第31話【エピローグ】
【エピローグ】
二ヶ月後。
入道雲の立ち昇る青空の下を、数名の男女が歩いていた。
姿が見えるのは麻琴と柏田、それに先頭を歩く充希だ。そこに霊体の神﨑が混ざっている。
周囲にひとけがないことを確認し、神﨑も実体化した。
「いいのかい、充希ちゃん。僕らのような外野の人間がついて来ても?」
「はい。むしろその方が、ジャックさんも喜んでくれると思います」
彼らが歩いているのは墓地だ。真新しいものから苔むしたものまで、いろいろな時代の墓石が見られる。
その中でも、とりわけ真新しい墓石が目に入った。黒ずんだ墓石に挟まれて、灰褐色に輝いて見える。
誰が参ってくれるわけでもないだろうに、そこで誰かが待っているみたいだ。
充希は手元に花束を握り締め、そう思った。
「ここですね」
灰褐色の墓石の前で立ち止まり、充希は一言。墓石には、伝芭家之墓、とだけ彫られている。

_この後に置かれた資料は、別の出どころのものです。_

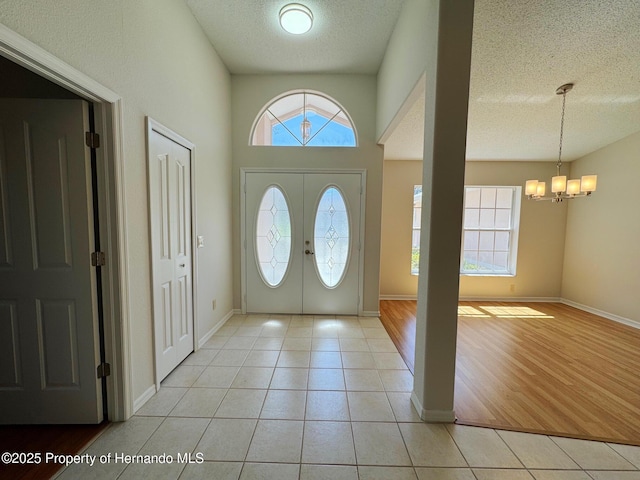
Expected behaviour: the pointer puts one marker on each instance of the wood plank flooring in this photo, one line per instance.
(538, 367)
(59, 439)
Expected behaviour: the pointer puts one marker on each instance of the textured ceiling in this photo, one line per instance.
(348, 36)
(522, 51)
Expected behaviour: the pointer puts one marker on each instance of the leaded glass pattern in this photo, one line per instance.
(331, 237)
(304, 119)
(273, 237)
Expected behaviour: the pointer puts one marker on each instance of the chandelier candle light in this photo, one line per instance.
(560, 187)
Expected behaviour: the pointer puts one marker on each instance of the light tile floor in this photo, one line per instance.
(302, 397)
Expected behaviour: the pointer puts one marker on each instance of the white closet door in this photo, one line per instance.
(171, 250)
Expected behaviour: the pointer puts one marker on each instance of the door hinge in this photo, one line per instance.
(98, 259)
(104, 370)
(92, 140)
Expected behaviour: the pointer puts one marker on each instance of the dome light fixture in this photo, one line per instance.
(296, 19)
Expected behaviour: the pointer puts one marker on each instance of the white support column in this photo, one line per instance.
(450, 26)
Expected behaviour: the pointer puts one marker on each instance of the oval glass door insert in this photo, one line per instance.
(273, 237)
(331, 237)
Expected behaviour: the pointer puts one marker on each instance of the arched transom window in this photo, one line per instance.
(303, 119)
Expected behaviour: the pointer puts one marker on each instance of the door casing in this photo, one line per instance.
(245, 241)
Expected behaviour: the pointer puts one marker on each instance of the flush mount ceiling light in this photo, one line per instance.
(296, 18)
(562, 189)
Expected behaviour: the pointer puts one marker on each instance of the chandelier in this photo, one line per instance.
(560, 187)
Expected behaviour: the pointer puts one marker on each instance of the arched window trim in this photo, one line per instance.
(332, 117)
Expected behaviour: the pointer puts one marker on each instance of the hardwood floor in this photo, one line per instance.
(59, 439)
(538, 367)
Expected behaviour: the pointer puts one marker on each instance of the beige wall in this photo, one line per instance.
(602, 255)
(399, 177)
(541, 239)
(357, 94)
(155, 56)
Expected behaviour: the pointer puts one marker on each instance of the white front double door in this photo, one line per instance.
(302, 242)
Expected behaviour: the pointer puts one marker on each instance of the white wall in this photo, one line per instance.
(602, 255)
(154, 54)
(404, 62)
(541, 240)
(357, 94)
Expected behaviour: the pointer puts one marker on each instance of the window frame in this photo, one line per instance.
(513, 229)
(258, 121)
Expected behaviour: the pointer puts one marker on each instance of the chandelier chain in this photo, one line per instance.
(564, 99)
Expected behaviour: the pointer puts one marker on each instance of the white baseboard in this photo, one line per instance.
(144, 398)
(601, 313)
(481, 299)
(432, 416)
(215, 328)
(398, 297)
(511, 299)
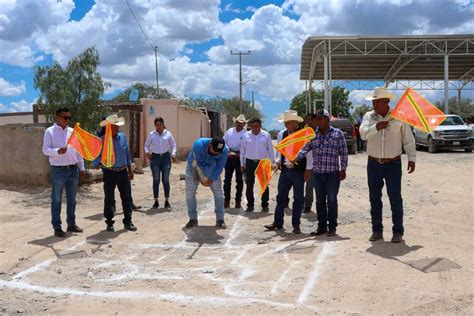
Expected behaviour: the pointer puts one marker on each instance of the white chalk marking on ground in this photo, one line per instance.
(313, 277)
(202, 300)
(234, 232)
(283, 277)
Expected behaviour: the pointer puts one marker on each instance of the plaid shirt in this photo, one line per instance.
(328, 149)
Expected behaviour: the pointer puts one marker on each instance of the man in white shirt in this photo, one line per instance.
(292, 176)
(233, 138)
(66, 168)
(160, 149)
(386, 138)
(256, 145)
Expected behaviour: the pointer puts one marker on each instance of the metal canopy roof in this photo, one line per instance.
(388, 58)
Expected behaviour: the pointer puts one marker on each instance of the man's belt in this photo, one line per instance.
(383, 161)
(114, 169)
(65, 167)
(160, 155)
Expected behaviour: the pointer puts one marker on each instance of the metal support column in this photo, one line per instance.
(446, 84)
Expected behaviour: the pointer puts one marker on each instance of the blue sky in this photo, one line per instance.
(195, 44)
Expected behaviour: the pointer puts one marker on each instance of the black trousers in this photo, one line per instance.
(120, 180)
(250, 166)
(233, 164)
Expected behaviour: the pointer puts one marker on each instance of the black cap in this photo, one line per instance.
(218, 144)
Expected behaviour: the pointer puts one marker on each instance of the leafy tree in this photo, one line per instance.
(231, 107)
(78, 86)
(144, 90)
(340, 102)
(359, 112)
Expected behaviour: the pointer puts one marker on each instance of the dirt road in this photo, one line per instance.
(164, 269)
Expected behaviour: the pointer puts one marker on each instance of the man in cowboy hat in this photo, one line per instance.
(329, 169)
(292, 176)
(205, 163)
(385, 139)
(233, 138)
(118, 175)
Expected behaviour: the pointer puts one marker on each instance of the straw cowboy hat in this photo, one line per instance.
(281, 116)
(290, 116)
(240, 119)
(380, 93)
(114, 120)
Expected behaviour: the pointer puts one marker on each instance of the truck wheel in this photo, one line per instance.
(431, 146)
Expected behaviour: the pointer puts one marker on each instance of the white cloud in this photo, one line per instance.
(20, 106)
(7, 89)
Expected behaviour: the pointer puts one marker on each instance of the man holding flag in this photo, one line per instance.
(256, 145)
(116, 165)
(292, 176)
(66, 167)
(385, 139)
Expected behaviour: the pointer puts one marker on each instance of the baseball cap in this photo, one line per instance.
(218, 144)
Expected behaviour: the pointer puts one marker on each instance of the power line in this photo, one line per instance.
(139, 26)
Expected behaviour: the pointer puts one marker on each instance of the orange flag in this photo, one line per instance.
(418, 112)
(108, 154)
(86, 144)
(291, 145)
(264, 174)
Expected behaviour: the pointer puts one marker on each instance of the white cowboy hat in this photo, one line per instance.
(292, 117)
(380, 93)
(282, 115)
(240, 118)
(114, 120)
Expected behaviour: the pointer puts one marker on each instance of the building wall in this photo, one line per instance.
(186, 124)
(22, 160)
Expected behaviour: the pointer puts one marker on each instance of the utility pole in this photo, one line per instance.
(240, 75)
(156, 70)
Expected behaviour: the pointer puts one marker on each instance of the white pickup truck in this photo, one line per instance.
(453, 133)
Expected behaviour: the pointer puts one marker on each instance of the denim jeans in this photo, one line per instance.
(309, 192)
(250, 167)
(327, 188)
(191, 187)
(231, 165)
(61, 178)
(121, 180)
(290, 178)
(160, 168)
(392, 174)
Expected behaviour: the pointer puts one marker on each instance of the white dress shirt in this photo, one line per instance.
(55, 137)
(233, 138)
(387, 143)
(160, 144)
(256, 147)
(309, 154)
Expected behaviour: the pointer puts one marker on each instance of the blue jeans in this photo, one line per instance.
(191, 188)
(327, 188)
(160, 167)
(290, 178)
(63, 177)
(392, 174)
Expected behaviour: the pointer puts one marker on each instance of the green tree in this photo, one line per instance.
(78, 86)
(340, 102)
(144, 90)
(359, 112)
(230, 106)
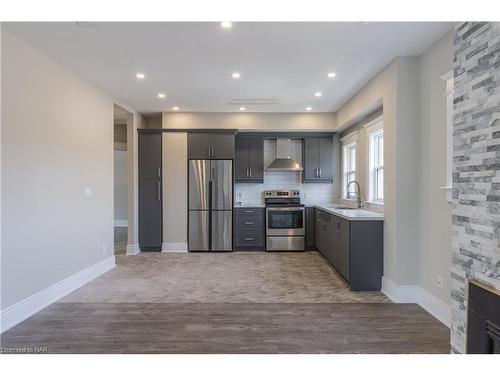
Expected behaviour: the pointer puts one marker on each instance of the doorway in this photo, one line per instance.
(120, 180)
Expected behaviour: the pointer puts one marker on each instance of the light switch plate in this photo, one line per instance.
(87, 192)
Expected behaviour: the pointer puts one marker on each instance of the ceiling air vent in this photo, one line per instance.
(252, 101)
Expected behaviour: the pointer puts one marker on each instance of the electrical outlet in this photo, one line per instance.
(87, 192)
(440, 282)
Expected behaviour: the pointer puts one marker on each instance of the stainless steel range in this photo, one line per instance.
(285, 221)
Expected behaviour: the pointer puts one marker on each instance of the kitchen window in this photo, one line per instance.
(349, 149)
(375, 133)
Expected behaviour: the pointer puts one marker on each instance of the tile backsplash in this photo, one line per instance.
(311, 193)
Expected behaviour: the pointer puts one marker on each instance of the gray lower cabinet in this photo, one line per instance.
(210, 146)
(150, 191)
(310, 228)
(354, 248)
(249, 228)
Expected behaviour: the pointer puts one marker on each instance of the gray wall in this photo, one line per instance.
(417, 224)
(476, 170)
(120, 187)
(434, 217)
(250, 121)
(57, 139)
(175, 189)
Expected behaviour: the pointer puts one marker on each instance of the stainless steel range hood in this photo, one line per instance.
(283, 161)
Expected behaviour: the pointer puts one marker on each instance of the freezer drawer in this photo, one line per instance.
(291, 243)
(222, 231)
(199, 231)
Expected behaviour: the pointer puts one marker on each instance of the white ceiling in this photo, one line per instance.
(192, 62)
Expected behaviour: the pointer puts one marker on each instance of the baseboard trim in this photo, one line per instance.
(133, 249)
(418, 295)
(22, 310)
(174, 247)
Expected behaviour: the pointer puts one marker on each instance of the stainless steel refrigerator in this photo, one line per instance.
(210, 205)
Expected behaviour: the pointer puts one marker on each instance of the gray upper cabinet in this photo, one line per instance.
(249, 159)
(150, 191)
(199, 146)
(318, 159)
(210, 146)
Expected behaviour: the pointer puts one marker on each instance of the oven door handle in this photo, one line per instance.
(290, 209)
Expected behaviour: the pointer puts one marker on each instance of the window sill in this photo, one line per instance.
(375, 203)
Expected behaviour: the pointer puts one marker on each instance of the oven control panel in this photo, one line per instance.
(282, 193)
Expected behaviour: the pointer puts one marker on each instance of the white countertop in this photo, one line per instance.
(248, 205)
(354, 214)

「ジャックさんがどこにいるかは分かりませんけど、少なくとも両親はここに眠っていますから。それより、皆さんこそお時間よろしかったんですか? 私が急にお誘いしてしまった感じですけれども」
「いいのよ、充希ちゃん。誰しも亡くなった人を想う経験はあるものだから」
自らの両親のことを思い出しながら、麻琴は穏やかに声をかける。
「ところで、ジャックさんの宗教観は? 何か知ってるかな、充希さん?」
「あっ、柏田さんの言う通りですね……。ジャックさんの宗教というか、宗派は分からないんですけど。でも、大丈夫だと思います。病死した両親も、宗教には疎かったですから」
「そっか」
微笑みかける柏田に向かい、ふっと口角を上げてみせる充希。
しばしの間、皆は沈黙のままに線香に火をつけ、そっと捧げた。
「幽霊が捧げていいものかは迷うけれど」
「気にすることないわよ、礼くん! ジャックさんならあなたの気持ちを分かってくれるわ!」
「そうだね、じゃあ僕も」
それから再び沈黙。皆で手を合わせていたのだ。
二十秒ほどの時間が経過しただろうか。さっと手を引っ込めて、充希は振り返った。
「皆さん、今日は私と両親、それにジャックさんのお墓参りに同伴してくださって、ありがとうございました」
深々と腰を折ってお辞儀をする充希。そこに、かつて本人が言っていた陰気な雰囲気は全く見られない。
学校での生活や人間関係が改善したのだろう、と麻琴は思う。そしてそのきっかけになったのはジャックであるということも。
あなたの目的はちゃんと達せられたよ、ジャックさん。
太陽光を真正面から受けながら、麻琴は胸中で呟く。
その時だった。
お前も頑張れよ、麻琴。
風によって歪められた空気の響きが、そんな声を成り立たせているように聞こえてくる。
それは二ヶ月前、相棒と思っていた男性のものだ。
つつっ、と涙が溢れ出すのを麻琴は感じとった。
「こんな時に私のことまで気にかけてくれるなんて、やっぱりあなたは優しいのね、ジャック」
そう言いながら、麻琴はぐいっと顔を上げて真上を見上げる。
そこには、涙の膜で歪んだ入道雲がぽっかりと浮かんでいた。